Wednesday, March 13, 2013

New Roman Catholic Pope Elected by the Cardinals

Not this guy (link) but Jorge Mario Bergoglio, from Argentina. Naturally, he is "Pope Francis."

Until He Pay the Uttermost Farthing

Two of the verses sometimes used to argue for the position that hell is eternal state:

Matthew 5:26
Verily I say unto thee, Thou shalt by no means come out thence, till thou hast paid the uttermost farthing.

Matthew 18:34
And his lord was wroth, and delivered him to the tormentors, till he should pay all that was due unto him.

Thinking about this long ago, I had assumed that the man would eventually be able to pay off the debt, even if it took millenia to do it.
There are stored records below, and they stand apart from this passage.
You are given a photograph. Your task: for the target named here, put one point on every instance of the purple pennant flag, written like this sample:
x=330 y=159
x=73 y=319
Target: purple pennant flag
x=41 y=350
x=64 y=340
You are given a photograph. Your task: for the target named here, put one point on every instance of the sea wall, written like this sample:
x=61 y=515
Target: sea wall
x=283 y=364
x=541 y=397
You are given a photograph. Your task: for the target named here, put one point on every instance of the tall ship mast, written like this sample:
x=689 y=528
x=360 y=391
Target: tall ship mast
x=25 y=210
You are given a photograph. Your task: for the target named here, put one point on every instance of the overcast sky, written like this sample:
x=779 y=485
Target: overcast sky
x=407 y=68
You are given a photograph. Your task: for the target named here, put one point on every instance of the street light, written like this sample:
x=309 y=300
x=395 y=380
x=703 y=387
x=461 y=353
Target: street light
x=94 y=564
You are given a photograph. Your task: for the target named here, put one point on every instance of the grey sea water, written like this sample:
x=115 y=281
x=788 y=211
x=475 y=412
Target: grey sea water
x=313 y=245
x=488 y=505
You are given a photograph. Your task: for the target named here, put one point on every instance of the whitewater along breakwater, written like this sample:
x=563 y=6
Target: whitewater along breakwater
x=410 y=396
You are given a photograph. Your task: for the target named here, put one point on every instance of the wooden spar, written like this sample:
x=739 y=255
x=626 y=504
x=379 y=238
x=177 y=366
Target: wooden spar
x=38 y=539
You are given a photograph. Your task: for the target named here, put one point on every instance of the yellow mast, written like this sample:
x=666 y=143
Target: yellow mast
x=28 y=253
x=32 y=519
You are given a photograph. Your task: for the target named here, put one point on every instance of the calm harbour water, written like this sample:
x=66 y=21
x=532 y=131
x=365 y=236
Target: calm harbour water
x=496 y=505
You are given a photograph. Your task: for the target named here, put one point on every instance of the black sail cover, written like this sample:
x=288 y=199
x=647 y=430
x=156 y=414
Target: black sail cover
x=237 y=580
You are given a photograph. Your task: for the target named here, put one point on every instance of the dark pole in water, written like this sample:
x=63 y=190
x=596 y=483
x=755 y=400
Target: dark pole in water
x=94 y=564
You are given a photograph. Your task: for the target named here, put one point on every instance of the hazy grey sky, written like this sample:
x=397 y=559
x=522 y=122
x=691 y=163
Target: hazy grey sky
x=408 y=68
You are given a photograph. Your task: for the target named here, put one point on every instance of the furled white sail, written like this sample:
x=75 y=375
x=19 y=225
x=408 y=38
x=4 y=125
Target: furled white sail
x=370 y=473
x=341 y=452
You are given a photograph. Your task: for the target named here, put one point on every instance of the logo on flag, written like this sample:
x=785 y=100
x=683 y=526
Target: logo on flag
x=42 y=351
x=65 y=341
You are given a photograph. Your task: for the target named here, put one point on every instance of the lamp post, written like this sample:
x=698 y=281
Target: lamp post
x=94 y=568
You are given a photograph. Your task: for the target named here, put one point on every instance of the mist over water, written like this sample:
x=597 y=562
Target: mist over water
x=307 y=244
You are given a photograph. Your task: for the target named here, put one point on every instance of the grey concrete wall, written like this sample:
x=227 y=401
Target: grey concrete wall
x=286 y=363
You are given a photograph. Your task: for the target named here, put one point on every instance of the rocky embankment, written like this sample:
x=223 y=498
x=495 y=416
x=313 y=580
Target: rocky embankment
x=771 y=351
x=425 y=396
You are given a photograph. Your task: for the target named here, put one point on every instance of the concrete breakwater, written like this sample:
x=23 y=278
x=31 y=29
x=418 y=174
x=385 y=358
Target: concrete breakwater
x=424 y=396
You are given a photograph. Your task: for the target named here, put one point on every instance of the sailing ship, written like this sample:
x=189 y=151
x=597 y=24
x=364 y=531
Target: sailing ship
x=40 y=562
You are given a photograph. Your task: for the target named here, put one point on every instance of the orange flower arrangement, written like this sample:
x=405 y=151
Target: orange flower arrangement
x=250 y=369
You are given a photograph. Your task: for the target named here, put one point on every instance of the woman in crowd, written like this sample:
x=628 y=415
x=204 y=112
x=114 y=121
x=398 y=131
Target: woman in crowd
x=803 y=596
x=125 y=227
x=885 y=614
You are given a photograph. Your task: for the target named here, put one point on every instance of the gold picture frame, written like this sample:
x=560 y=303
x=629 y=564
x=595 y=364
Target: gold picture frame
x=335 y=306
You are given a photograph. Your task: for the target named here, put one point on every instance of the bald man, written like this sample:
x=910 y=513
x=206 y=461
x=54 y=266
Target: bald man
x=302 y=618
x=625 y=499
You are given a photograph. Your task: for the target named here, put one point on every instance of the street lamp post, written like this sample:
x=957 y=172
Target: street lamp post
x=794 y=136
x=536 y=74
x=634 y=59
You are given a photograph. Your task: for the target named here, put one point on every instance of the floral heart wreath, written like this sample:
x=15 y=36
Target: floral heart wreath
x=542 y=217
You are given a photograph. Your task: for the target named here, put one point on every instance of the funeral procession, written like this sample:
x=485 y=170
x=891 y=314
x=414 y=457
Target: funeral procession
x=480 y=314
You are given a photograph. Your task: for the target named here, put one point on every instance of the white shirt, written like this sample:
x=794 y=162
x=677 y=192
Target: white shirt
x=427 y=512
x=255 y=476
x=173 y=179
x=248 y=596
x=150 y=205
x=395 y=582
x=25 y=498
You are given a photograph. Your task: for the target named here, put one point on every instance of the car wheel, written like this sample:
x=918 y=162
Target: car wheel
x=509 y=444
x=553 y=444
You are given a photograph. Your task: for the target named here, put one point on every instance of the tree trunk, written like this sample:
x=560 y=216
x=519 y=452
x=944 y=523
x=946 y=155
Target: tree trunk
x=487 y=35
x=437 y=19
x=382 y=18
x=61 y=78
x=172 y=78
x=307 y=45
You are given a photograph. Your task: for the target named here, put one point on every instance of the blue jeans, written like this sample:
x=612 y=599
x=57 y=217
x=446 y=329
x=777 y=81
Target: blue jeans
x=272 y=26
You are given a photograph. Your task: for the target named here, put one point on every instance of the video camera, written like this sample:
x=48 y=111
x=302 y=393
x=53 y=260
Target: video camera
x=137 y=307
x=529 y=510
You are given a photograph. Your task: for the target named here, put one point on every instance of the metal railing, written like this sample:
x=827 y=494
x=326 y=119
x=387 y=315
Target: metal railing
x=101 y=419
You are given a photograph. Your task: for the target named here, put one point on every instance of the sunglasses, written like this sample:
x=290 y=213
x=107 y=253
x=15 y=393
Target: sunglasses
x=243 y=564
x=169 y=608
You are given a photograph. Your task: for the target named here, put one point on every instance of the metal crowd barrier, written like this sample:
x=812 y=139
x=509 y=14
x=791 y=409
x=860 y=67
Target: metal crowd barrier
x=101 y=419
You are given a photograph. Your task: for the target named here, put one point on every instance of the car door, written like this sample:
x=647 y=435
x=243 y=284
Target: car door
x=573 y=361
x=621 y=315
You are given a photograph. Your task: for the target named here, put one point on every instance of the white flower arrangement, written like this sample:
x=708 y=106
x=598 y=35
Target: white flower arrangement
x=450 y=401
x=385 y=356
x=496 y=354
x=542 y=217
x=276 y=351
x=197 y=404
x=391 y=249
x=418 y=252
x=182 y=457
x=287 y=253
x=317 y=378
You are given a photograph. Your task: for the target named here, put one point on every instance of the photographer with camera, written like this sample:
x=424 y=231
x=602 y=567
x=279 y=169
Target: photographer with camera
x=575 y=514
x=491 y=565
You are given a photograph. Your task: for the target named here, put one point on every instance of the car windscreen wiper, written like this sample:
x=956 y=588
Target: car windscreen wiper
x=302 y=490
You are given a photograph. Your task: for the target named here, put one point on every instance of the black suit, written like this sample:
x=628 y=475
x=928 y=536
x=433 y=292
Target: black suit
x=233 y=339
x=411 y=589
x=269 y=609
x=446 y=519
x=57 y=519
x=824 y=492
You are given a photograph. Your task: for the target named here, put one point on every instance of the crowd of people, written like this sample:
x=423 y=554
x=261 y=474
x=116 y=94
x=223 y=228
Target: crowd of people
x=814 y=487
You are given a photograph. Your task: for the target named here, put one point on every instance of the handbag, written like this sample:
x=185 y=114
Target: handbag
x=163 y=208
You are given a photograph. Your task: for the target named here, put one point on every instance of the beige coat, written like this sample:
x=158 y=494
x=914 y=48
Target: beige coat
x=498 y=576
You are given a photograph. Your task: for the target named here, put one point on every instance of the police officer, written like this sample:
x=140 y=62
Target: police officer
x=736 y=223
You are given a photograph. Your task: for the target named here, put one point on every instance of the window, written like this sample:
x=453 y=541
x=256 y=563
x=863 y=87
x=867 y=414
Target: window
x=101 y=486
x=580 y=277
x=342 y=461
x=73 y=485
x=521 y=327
So, I was confused about how this would be a good illustration of eternity, unless the point was that millenia is an analogy for eternity.

But what I had neglected to consider was basic economics. The man owes the massive debt in today's money. But a talent of gold tomorrow is worth less than a talent of gold today - and a talent of gold in a hundred years is even less. There is time value to money.

The amount of money owed in the Matthew 18 parable is massive. Some have suggested that a talent corresponds to about 6,000 days wages. Thus, 10,000 talents corresponds to about 60,000,000 days wages. If money had no time value, it would take 164,000 years (or so) to pay off the debt. But if the time value of money is even 1/1000th of a percent, the man would never be able to pay the interest on the debt - each day he would owe even more than the previous day.


P.S. I provided a clarifying comment in the comment box, but perhaps it makes sense to place it in the main post:

It's not a question of inflation. Even in an inflation-free system, a dollar (or ruble, or yen, or euro, or peso, or pound) today is worth more to people than a dollar (or whatever) a year from now. That is to say, even if the dollar will buy the same sandwich in one year that it buys today, we'd rather have the money now, thanks. It's a fundamental principle of economics.

And Matthew, Matthew's audience, and (obviously) Jesus were aware of the concept of interest. Interest factors explicitly into another parable (the parable of the talents, see Matthew 25). In that parable, the lord was not satisfied to merely have his talent back at the end of the time period. He expected that it should at least have received interest.

Habemus Papam!

Habemus Papam. No, the Roman Catholics don't have a pope. But Christians have a father. As Scripture teaches: "call no man your father upon the earth: for one is your Father, which is in heaven" (Matthew 23:9) Perhaps I should have said "Habemus Patrem" to be more accurate, but that would lose the rhetorical effect, and no one is left confused by what I mean, I trust.